Era uma vez, uma pessoa que não era eu...
Um carro parado numa estrada de terra longe de tudo e de todos... Dois homens revesando ao abusar da garota nua quase inconsciente no banco traseiro do carro. Ela tinha se cansado de gritar, lutar, de se defender contra aqueles dois que já se encontravam prestes ao término do ato.
Ela se via se desfazendo dentro de si, se desfazendo de sua mente, de seu corpo para não mais sentir o cheiro deles dois, do seu sangue. Não queria mais sentir aquela dor que ao longo de duas horas sentia. Ela se via batendo o ponto com ódio no coração e entrar na produção já recebendo ordens sem nexo algum da líder.
- Ahh Fer, sua vagabunda, olha o que você faz comigo.
O nojento ergueu a cabeça inerte da garota e roçou o pênis entre os lábios da garota que arduamente reprimia todos os gemidos de dor que o outro homem lhe causava. Com dois dedos abriu a boca dela e a forçou a um sexo oral repleto de palavras "motivadoras" para a menina que olhava para toda aquela cena em apostasia de si mesma.
O cheiro naquele carro lhe embrulhava o estômago, o homem cada vez mais violento lhe instigava a desistir de si mesma, mas por um relés segundo ela se lembrou dos seus sonhos.
Por mais que ainda não estivesse fazendo faculdade de finanças, Fernanda se lembrou que aquilo era seu sonho, aquilo que ela passou anos estudando para abandonar por fim. Lembrou-se de todos os amores que ela ainda se apaixonaria, as amizades que faria, os lugares que frequentaria, as muitas bocas que beijaria. Ela se lembrou de quem ela era.
Um eu que ainda não estava formado... Mas que se encaminhava dia após dia em expectativas frustadas de que um dia tudo possa melhorar.
Num instante, viu que seu serviço não era tão ruim, aquilo era só uma fase.

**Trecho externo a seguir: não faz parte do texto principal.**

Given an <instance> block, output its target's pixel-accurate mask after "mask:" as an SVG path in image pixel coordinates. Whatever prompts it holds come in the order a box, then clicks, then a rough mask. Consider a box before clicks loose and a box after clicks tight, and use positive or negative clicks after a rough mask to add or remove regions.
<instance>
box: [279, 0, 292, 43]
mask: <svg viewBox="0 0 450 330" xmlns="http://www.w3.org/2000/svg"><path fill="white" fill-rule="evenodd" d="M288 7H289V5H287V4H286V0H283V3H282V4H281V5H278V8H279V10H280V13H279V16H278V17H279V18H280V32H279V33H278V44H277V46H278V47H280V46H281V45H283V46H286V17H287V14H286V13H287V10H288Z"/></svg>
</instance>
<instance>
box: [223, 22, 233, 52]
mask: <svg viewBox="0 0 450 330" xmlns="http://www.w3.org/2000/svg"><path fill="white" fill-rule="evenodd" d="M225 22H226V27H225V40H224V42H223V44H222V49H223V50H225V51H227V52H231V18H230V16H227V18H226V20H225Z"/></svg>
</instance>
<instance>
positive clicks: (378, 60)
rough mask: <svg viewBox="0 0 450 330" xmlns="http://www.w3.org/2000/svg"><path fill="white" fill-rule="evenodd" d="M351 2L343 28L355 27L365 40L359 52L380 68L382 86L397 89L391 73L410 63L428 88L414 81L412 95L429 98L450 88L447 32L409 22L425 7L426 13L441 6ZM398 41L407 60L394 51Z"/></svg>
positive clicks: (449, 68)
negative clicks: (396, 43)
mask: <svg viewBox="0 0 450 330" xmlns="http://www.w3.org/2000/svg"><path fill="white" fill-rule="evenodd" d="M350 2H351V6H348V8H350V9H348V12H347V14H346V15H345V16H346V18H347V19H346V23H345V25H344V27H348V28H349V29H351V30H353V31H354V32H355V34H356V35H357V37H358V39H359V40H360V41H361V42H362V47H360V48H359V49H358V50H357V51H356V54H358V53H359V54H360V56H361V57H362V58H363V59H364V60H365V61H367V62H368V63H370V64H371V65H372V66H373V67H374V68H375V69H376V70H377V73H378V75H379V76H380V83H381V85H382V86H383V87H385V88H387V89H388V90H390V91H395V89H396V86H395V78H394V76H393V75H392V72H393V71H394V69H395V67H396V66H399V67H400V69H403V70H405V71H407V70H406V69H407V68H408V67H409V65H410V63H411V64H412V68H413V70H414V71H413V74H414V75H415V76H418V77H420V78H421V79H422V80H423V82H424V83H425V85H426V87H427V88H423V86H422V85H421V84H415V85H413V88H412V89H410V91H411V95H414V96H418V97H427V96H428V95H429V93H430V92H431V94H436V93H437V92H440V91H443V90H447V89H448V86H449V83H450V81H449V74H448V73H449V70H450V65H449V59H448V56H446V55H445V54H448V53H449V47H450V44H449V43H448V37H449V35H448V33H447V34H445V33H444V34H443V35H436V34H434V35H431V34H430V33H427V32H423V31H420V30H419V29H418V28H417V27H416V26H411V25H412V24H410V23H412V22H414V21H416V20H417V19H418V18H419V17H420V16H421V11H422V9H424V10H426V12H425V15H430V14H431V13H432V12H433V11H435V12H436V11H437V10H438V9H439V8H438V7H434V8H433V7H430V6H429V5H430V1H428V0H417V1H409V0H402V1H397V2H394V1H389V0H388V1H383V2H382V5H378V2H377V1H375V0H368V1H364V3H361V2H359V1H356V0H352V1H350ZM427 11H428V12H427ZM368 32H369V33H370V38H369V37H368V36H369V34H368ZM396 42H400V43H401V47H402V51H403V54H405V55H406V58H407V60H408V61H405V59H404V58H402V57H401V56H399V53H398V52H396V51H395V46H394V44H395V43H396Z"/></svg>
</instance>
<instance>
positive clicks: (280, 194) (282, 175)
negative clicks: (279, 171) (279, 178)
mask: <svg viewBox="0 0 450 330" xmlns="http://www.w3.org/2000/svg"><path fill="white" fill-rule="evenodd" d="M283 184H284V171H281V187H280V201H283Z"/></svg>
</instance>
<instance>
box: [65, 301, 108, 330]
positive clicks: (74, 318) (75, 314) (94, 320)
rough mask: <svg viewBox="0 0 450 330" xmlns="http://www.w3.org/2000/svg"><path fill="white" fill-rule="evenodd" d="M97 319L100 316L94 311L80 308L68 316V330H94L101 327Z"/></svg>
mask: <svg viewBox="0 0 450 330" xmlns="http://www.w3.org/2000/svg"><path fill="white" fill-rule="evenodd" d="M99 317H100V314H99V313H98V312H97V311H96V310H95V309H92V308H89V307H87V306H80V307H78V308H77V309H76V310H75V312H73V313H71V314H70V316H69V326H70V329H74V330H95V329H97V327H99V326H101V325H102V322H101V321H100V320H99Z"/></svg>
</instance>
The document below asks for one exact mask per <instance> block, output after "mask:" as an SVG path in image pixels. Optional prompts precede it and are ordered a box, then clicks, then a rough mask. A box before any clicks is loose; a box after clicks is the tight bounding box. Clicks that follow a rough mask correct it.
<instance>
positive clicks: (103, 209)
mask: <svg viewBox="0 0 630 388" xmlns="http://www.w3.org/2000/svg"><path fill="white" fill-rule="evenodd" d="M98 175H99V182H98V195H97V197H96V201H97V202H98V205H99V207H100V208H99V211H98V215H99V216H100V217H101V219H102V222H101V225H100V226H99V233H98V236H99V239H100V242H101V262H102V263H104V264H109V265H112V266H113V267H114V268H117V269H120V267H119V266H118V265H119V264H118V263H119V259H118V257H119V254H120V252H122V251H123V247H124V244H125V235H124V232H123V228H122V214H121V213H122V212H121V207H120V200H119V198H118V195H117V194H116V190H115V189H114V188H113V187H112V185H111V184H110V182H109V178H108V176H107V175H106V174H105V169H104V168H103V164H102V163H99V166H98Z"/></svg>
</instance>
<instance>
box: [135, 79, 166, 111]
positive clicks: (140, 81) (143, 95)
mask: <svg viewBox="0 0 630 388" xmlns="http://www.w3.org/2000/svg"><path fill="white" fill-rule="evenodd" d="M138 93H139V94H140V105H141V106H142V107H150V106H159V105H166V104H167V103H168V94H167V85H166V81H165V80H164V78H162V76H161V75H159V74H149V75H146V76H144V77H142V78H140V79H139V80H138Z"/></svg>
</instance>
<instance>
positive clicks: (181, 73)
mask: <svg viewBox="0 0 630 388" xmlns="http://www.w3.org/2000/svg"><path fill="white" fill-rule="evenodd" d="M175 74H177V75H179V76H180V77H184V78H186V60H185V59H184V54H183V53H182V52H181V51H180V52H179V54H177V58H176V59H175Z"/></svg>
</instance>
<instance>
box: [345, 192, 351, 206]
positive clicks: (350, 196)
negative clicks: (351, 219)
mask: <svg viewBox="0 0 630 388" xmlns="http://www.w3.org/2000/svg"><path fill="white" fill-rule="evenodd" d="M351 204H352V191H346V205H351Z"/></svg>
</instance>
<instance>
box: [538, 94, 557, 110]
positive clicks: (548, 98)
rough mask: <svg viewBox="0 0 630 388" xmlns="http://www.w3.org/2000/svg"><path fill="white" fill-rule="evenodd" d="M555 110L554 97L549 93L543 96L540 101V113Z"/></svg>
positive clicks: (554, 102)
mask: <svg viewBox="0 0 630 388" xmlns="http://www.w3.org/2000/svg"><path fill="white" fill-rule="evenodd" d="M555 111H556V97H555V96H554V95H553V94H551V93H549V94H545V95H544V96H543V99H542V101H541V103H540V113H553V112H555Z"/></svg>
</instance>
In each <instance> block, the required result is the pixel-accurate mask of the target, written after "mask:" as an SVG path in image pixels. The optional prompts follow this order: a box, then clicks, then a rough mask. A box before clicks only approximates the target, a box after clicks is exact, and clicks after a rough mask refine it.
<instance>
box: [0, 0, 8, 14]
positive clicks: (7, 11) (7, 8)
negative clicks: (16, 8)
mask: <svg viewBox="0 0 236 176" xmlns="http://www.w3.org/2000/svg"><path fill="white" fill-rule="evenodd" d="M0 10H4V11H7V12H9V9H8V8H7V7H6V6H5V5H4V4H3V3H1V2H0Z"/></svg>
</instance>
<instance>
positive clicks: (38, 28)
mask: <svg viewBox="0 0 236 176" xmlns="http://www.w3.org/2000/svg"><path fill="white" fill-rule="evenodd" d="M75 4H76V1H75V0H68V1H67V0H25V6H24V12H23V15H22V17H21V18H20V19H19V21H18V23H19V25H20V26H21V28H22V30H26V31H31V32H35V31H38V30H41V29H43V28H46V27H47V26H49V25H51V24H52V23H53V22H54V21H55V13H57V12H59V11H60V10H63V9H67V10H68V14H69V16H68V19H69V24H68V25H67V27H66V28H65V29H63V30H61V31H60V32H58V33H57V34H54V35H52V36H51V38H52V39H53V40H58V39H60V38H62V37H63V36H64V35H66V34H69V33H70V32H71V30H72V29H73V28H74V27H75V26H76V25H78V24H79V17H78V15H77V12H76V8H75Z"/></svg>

Sua mãe, por mais que fosse cruel nas palavras, era só nos momentos que ela sentia preguiça de arrumar suas próprias coisas.
E assim, Fernanda sentiu uma esperança tão forte no momento, que puxou o homem que a estuprava para perto, e lhe deu um caloroso beijo na boca.
No segundo seguinte, torceu a cabeça dele, fazendo com que seu pescoço quebrasse. O homem caiu duro, em todos os sentidos, enquanto que o outro em choque, não conseguia agir quando a viu fazer o corpo do colega sair de cima dela.
Ela estava inebriada, como se estivesse possuída por um demônio que lhe dava força para sonhar.
Reginaldo, o mentor do crime que a cobiçava de longos anos finalmente reagiu, a agarrando pelo pescoço e asfixiando com intenso ódio, do tanto quanto um dia ele a "amou".
Ela tateou o banco, em busca do seu palito de cabelo que estava caído em algum canto no banco. Estava cada vez mais pálida, sem forças quando o encontrou e sem dor ou temor, enfiou com todo o seu ódio, nojo e esperança no pescoço dele, tão forte que sentiu as mãos em seu pescoço afrouxarem.
E enfiou de novo, e de novo.
Quando se estabilizou, havia uma poça de sangue no interior do veículo, estava sentada no banco da frente com um cigarro pendurado entre os lábios e o telefone do seu agressor na orelha. O sol da manhã já castigava seu corpo, mas ela nada fazia, apenas aguardava ansiosa pela ligação.
- Polícia Militar, bom dia?
•°•
Com a ligação daquela testemunha do fim da madrugada, a polícia logo se dirigiu ao local do crime quando poucas horas depois de buscas pela garota desaparecida, a própria vítima ligou para o 190 dizendo ter matado seus agressores.
O delegado junto de praticamento todo seu esquadrão estava estarrecidos diante da cena ali entre a plantação de cana de açúcar. Augusto andava inconformado, abaixando a arma ao ver uma garota magra de mais com olhos perdidos fumando seu quarto cigarro enquanto dois homens mortos jaziam no banco de trás.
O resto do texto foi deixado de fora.